Touristen wie Einheimische mussten auf Rhodos vor Waldbränden die Flucht ergreifen – mit langfristigen Folgen für den Tourismus?

© Lefteris Damianidis/InTime News/AP / DPA

Die große Hitze und Waldbrände im Mittelmeerraum betreffen beliebte Urlaubsregionen. Der Tourismusexperte Alexander Dingeldey erklärt, wie Reiseveranstalter und Hotels mit dem Klimawandel umgehen – und wie sie auf Ereignisse wie die Waldbrände auf Rhodos reagieren.

Von Victoria Robertz

Herr Dingeldey, in vielen touristischen Regionen in Südeuropa herrscht seit Tagen eine schwere Hitzewelle, tausende Feriengäste mussten die griechische Insel Rhodos wegen eines Waldbrands verlassen.
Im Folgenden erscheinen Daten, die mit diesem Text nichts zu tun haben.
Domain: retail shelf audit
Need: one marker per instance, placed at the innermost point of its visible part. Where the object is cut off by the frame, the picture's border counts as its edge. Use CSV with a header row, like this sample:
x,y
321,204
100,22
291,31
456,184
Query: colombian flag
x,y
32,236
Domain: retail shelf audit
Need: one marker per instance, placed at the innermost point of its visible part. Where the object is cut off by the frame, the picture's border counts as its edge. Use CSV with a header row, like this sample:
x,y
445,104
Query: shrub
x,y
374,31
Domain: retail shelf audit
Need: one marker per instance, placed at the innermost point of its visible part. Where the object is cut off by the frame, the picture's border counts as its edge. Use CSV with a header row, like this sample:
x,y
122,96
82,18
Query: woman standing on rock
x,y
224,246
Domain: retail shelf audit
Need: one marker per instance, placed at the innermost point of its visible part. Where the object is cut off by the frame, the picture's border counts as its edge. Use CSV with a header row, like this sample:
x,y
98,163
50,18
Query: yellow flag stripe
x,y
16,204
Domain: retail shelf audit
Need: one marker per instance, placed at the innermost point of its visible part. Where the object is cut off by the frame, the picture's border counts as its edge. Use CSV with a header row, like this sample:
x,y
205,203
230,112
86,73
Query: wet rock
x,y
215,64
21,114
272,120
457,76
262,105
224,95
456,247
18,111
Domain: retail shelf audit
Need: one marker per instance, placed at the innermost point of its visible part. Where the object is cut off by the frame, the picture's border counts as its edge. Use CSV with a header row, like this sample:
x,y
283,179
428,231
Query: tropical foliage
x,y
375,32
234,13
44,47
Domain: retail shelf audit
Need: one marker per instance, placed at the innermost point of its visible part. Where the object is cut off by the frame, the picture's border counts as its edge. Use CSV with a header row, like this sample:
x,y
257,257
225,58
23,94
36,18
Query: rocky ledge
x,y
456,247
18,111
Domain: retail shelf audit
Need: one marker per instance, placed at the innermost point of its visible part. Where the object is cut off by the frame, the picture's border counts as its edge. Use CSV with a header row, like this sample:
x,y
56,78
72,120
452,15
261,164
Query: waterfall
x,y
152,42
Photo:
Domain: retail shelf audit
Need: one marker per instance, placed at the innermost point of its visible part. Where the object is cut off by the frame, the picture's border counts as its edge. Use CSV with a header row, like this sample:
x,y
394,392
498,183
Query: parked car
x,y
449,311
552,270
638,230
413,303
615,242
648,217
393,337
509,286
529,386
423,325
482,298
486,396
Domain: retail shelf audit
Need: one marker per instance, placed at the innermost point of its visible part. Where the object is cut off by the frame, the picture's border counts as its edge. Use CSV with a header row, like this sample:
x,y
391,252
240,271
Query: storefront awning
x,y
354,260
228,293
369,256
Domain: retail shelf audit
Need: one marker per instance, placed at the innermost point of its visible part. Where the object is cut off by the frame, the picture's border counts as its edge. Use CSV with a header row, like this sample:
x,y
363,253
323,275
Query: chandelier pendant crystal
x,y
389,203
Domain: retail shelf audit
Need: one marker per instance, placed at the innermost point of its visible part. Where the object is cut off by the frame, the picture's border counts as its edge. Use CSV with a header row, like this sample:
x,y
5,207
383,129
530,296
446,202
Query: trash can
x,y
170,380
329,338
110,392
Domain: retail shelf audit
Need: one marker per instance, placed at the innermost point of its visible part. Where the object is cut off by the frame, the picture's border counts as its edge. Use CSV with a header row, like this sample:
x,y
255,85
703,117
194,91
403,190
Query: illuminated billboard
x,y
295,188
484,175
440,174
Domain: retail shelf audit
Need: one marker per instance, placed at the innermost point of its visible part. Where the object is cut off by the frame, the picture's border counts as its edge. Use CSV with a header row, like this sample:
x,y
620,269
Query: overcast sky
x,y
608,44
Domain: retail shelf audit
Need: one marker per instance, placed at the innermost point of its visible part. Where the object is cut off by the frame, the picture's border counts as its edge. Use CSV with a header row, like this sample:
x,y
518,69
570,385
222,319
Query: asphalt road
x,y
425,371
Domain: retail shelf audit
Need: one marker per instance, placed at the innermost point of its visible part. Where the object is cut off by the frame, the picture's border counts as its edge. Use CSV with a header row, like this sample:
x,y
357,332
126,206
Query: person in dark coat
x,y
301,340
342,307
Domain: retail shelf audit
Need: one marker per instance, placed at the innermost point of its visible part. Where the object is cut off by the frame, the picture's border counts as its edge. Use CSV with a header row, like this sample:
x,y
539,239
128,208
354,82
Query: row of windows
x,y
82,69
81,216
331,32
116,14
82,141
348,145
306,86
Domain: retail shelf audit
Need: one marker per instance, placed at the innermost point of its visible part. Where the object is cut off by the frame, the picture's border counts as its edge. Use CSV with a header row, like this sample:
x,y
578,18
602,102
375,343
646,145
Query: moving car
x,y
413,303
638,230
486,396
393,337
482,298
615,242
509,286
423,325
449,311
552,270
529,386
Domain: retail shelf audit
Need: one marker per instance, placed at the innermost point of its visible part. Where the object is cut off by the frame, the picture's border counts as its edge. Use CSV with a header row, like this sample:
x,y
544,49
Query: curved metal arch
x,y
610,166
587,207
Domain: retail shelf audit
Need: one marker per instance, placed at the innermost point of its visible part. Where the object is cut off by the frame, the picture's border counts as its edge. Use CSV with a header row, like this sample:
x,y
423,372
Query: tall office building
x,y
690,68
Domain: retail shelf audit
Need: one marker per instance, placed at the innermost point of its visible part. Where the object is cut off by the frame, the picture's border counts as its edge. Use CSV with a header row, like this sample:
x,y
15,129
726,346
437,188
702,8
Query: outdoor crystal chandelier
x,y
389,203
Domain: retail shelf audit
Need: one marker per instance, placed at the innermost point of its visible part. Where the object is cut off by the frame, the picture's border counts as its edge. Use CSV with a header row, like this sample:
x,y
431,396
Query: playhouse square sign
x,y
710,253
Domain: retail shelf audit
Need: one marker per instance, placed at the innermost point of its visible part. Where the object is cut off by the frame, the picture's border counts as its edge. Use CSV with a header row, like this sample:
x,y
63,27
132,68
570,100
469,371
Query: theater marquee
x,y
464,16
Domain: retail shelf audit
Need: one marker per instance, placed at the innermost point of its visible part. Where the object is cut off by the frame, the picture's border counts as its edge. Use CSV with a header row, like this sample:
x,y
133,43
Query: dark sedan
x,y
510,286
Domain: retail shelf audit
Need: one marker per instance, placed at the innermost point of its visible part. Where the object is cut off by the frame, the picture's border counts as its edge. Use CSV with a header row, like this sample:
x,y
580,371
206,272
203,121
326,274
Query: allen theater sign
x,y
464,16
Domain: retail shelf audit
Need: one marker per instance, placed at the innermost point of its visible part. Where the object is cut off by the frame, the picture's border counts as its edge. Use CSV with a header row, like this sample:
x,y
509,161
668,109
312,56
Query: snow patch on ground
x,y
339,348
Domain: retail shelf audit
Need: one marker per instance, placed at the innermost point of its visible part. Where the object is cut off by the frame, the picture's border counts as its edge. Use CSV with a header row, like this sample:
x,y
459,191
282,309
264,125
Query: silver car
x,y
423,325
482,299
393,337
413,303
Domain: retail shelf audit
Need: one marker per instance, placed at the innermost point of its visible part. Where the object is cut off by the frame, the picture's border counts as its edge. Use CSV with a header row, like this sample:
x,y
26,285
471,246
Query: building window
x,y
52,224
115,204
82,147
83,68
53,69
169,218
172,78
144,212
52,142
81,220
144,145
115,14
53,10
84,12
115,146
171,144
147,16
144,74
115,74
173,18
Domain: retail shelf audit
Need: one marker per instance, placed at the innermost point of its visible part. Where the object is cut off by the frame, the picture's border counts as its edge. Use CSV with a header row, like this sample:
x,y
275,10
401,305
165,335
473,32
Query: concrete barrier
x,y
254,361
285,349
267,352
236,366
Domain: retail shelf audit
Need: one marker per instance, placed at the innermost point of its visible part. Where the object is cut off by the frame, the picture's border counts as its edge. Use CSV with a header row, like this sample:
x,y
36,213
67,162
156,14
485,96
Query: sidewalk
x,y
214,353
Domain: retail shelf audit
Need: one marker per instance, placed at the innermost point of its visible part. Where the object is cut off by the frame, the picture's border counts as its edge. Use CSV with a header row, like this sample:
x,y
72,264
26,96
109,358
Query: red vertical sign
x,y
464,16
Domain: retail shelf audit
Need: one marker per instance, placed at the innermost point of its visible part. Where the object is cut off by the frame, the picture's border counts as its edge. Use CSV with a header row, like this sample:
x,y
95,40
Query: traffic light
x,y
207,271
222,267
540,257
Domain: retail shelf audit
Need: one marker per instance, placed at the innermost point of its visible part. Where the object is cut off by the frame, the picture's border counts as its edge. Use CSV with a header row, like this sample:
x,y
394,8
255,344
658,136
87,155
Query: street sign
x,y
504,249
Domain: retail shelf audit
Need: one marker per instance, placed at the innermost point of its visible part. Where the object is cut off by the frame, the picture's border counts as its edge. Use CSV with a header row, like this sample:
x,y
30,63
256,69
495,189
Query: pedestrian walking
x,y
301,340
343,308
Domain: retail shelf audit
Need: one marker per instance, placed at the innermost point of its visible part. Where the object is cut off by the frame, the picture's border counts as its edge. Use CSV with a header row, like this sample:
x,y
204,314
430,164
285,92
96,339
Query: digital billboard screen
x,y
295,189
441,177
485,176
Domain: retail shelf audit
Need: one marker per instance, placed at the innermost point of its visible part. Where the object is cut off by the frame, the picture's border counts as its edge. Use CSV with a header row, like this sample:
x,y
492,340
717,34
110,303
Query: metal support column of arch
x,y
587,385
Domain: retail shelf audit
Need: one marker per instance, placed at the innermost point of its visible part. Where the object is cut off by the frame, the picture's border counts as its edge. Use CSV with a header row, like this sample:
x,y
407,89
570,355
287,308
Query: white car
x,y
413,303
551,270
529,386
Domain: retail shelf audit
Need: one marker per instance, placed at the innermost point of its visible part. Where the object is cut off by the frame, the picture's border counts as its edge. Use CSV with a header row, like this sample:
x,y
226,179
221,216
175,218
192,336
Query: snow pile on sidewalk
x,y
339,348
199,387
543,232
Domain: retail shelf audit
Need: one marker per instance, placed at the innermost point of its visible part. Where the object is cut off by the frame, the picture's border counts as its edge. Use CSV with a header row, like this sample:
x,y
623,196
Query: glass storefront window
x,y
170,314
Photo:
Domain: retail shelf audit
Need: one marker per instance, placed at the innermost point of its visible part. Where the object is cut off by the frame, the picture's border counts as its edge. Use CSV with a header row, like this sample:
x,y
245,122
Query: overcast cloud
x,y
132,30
Was bedeutet das für die Tourismusindustrie?
Die einzelnen Ereignisse sind dramatisch und richten teils große Schäden an. Aber Waldbrände und heißes Wetter hat es auch vor dem Klimawandel gegeben. Der einzige Unterschied ist, dass sie jetzt häufiger auftreten. Ein Gast, der mit einem Reiseveranstalter unterwegs ist, ist in so einem Fall abgesichert. Die Veranstalter setzen eine Rettungskette in Gang und kümmern sich um alles.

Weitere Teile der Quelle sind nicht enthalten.